Orinews.id|Banda Aceh – Hari Pers Nasional (HPN) diselenggarakan setiap tanggal 9 Februari bertepatan dengan Hari Ulang Tahun Persatuan Wartawan Indonesia (PWI).
Hal ini didasarkan pada penetapan Hari Pers Nasional yang secara legalitas diatur dalam Keputusan Presiden (Keppres) RI No. 5 tahun 1985 dan ditandatangani oleh Presiden Soeharto pada tanggal 23 Januari 1985.
Adapun, untuk perayaan Hari Pers Nasional 2023 ini mengangkat tema “Pers Bebas Demokrasi Bermartabat”, di mana peringatan ke-28 ini diselenggarakan terpusat di Medan, Sumatra Utara pada Kamis (9/2/2023).

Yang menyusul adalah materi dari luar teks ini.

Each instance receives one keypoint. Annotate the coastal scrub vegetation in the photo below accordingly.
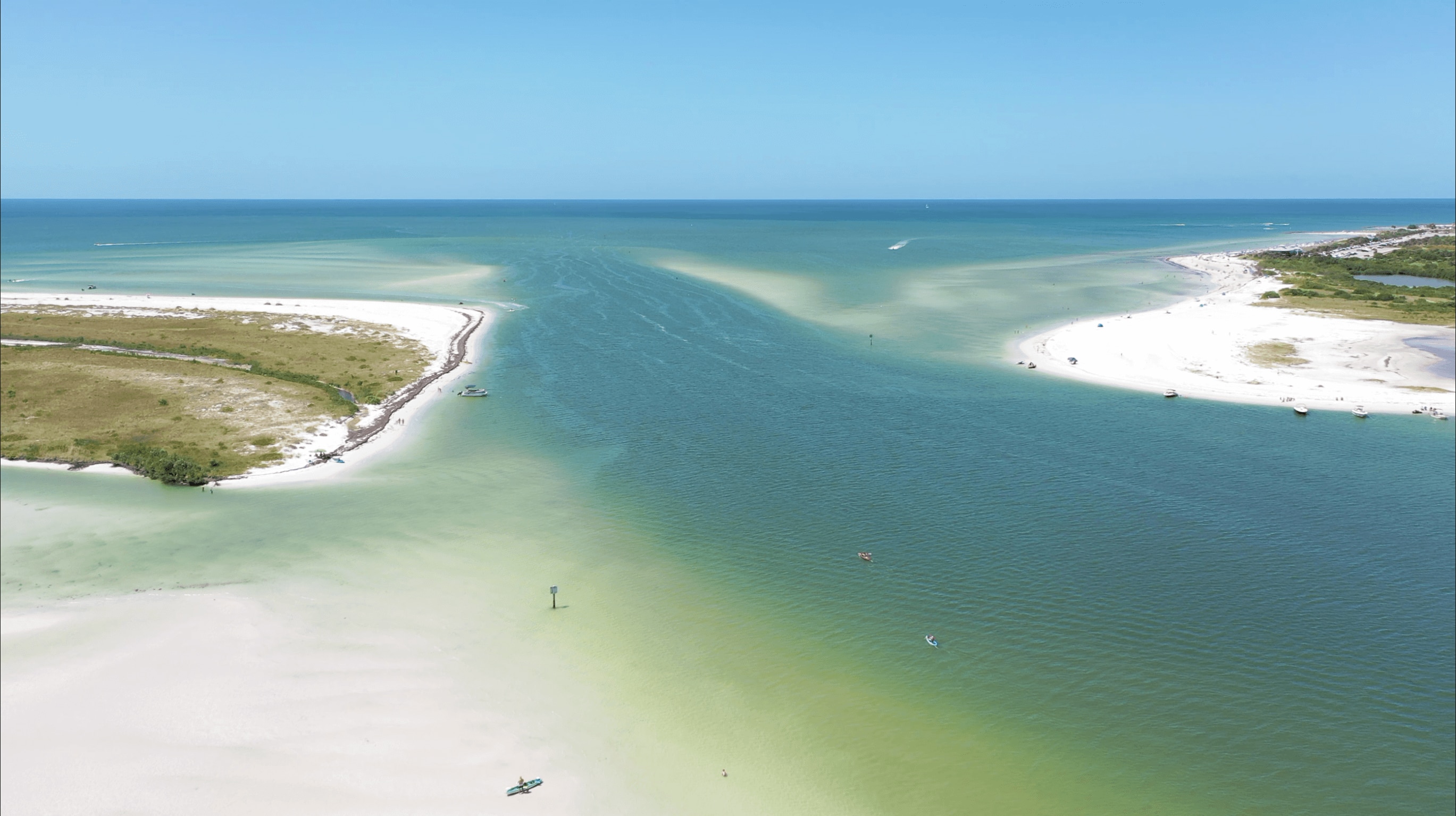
(1323, 282)
(327, 353)
(1273, 353)
(184, 422)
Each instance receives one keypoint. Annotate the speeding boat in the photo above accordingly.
(523, 787)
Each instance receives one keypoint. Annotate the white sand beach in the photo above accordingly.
(455, 336)
(1200, 347)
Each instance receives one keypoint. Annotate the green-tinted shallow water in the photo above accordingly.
(1143, 605)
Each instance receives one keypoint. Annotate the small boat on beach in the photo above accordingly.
(523, 787)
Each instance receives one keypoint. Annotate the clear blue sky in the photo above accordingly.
(476, 99)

Lantas, bagaimana sejarah dan perkembangan pers di Indonesia?
Awal Mula Kebangkitan Pers
Lahirnya Boedi Oetomo pada 20 Mei 1908 telah merangsang ide-ide pergerakan modern. Salah satunya, dengan menjadikan surat kabar atau majalah sebagai sarana komunikasi yang utama untuk memantapkan kebangkitan nasional dalam rangka mencapai cita-cita perjuangan.
Karena itu, dalam jangka waktu yang relatif pendek, di awal tahun 1920, telah tercatat sebanyak 400 penerbitan dalam berbagai corak di banyak kota di seluruh Indonesia.
Seperti masyarakat pergerakan politik lainnya, para wartawan tidak ketinggalan membentuk perkumpulan sendiri sebagai wadah persatuan dan advokasi pers nasional.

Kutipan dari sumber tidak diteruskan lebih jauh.